350-year-old forestry book donated to ANU Library

7 November 2014

Story courtesy of ANU Media

A 350-year-old book showcasing the tree-planting techniques in 17thcentury England has been donated to the ANU Library.

The donation marks the 350th anniversary of author John Evelyn's publication Sylva, or a Discourse on Forest Trees.

The book, which is estimated to be worth thousands of dollars, was donated from the personal collection of Emeritus Fellow John Dargavel, a forest history expert who taught and researched at the University for decades.

The book contains information about raising and planting young trees for landscape purposes.

Evelyn composed the book during the Restoration period at the end of a brutal civil war in Britain, which saw King Charles II returned to the throne.

"I bought my copy of Sylva when I was a student in Edinburgh, and took it with me when I came to Australia half a century ago," Dr Dargavel said.

"It was once owned by General Sir Charles Pasley or his eldest son."

Dr Dargavel says for tree experts, arborists and enthusiasts, the book is a fascinating insight into the techniques used in the 1600's - some of which could still be used today.

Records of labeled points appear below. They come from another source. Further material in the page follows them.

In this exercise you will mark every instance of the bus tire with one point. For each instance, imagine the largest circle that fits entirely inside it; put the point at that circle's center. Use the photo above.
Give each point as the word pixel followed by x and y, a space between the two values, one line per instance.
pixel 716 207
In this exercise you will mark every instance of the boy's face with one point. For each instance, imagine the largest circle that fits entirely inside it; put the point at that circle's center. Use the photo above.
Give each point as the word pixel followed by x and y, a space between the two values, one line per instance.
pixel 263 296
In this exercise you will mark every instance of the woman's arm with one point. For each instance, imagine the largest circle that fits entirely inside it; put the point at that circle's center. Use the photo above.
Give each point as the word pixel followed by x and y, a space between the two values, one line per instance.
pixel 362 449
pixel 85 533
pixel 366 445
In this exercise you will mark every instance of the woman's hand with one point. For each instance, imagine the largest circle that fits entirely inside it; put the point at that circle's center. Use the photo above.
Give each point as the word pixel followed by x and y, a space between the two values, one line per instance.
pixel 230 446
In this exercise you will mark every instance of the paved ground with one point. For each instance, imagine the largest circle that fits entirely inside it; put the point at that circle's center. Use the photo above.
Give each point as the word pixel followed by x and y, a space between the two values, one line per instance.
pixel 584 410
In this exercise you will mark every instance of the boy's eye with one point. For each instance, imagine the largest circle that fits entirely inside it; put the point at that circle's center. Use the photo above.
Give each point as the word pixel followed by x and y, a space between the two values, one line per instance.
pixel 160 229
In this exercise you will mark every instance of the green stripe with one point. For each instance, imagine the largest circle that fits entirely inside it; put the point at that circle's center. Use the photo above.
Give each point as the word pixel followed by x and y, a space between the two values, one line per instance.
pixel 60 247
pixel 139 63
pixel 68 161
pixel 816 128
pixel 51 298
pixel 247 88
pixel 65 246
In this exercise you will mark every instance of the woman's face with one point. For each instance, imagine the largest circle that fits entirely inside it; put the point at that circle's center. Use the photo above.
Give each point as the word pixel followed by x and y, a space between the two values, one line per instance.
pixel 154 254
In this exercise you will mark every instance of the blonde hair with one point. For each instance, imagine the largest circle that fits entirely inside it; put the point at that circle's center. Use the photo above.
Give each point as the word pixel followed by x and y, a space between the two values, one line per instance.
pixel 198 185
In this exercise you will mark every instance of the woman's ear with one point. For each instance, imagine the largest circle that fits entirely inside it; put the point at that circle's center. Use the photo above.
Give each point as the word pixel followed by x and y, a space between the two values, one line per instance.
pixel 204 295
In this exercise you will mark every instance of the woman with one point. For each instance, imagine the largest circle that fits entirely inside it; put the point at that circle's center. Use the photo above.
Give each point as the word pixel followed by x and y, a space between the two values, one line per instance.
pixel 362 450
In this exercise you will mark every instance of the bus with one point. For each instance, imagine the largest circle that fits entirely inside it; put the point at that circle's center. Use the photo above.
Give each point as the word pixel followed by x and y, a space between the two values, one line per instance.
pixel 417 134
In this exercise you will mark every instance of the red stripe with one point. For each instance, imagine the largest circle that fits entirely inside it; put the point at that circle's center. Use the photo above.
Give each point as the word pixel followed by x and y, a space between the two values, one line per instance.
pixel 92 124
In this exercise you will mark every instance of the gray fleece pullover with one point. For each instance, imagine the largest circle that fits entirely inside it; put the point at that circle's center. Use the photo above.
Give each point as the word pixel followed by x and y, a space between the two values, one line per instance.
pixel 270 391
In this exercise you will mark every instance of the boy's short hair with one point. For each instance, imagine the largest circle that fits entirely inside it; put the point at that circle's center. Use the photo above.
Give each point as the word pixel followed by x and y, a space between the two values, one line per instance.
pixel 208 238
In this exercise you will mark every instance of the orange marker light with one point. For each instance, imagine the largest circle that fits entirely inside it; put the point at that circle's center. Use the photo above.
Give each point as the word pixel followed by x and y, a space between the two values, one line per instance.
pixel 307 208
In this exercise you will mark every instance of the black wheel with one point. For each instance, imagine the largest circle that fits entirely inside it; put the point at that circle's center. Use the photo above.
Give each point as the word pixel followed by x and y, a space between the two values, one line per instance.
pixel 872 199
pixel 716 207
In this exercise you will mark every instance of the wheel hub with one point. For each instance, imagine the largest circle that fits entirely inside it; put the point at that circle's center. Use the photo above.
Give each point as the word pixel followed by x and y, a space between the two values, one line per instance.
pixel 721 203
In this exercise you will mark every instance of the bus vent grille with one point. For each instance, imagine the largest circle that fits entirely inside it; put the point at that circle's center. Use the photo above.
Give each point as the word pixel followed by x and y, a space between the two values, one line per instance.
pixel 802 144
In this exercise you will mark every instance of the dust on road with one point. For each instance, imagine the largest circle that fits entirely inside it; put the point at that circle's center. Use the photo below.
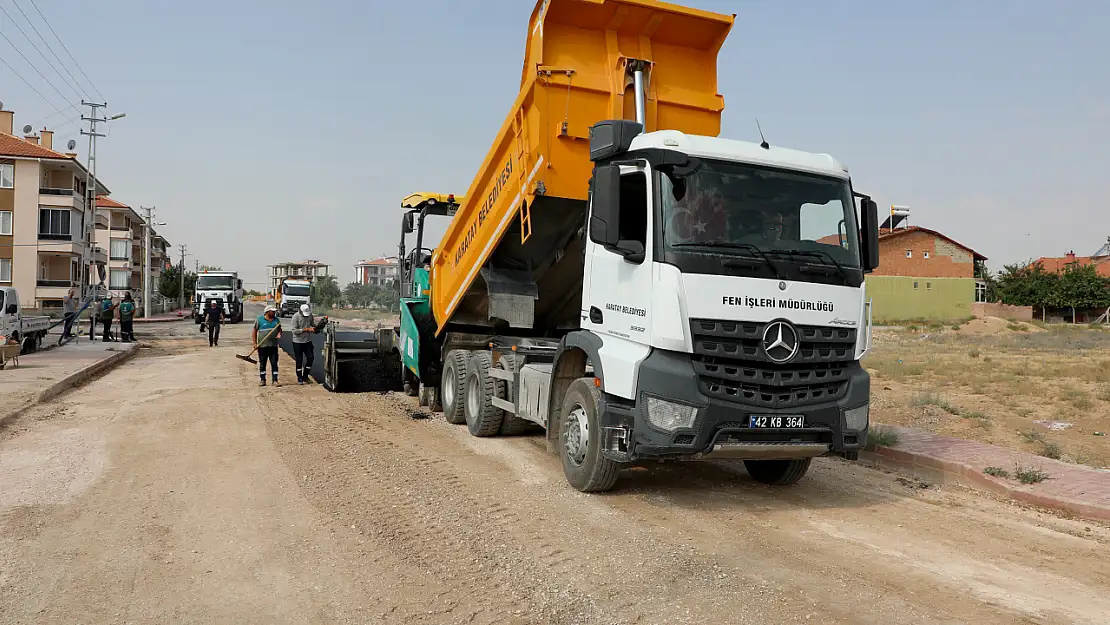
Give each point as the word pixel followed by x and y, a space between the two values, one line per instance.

"People here in Canberra are addressing the same problem but with different trees and different soils. A lot of the techniques of the past have been changed and altered but the important drive and intention remains the same," he said.

ANU Library has helped him with studies and research, Dr Dargavel said, and this influenced his decision to donate the book to the University.

"I hope that this 3rd edition of Sylva published in 1679 will find a place on its shelves, and one day another reader," he said.

University Librarian Roxanne Missingham said ANU was honoured to receive the only known copy of this edition of Sylva in an Australian library.

"It is terrific to have it from John because he has used it as a resource with students for more than 30 years," she said.

"It's also a wonderful way of linking the history of ANU to the history of scholarly communication and then recording that and making that available to the students of the future."

ANU has more than 26,000 rare books, and the third edition of Sylvasits in the oldest 10 per cent of the University's rare book collection.

Sylva will go on exhibition at the W.K. Hancock Building for two months before it is moved to the Library's Rare Book Collection at the Menzies Building.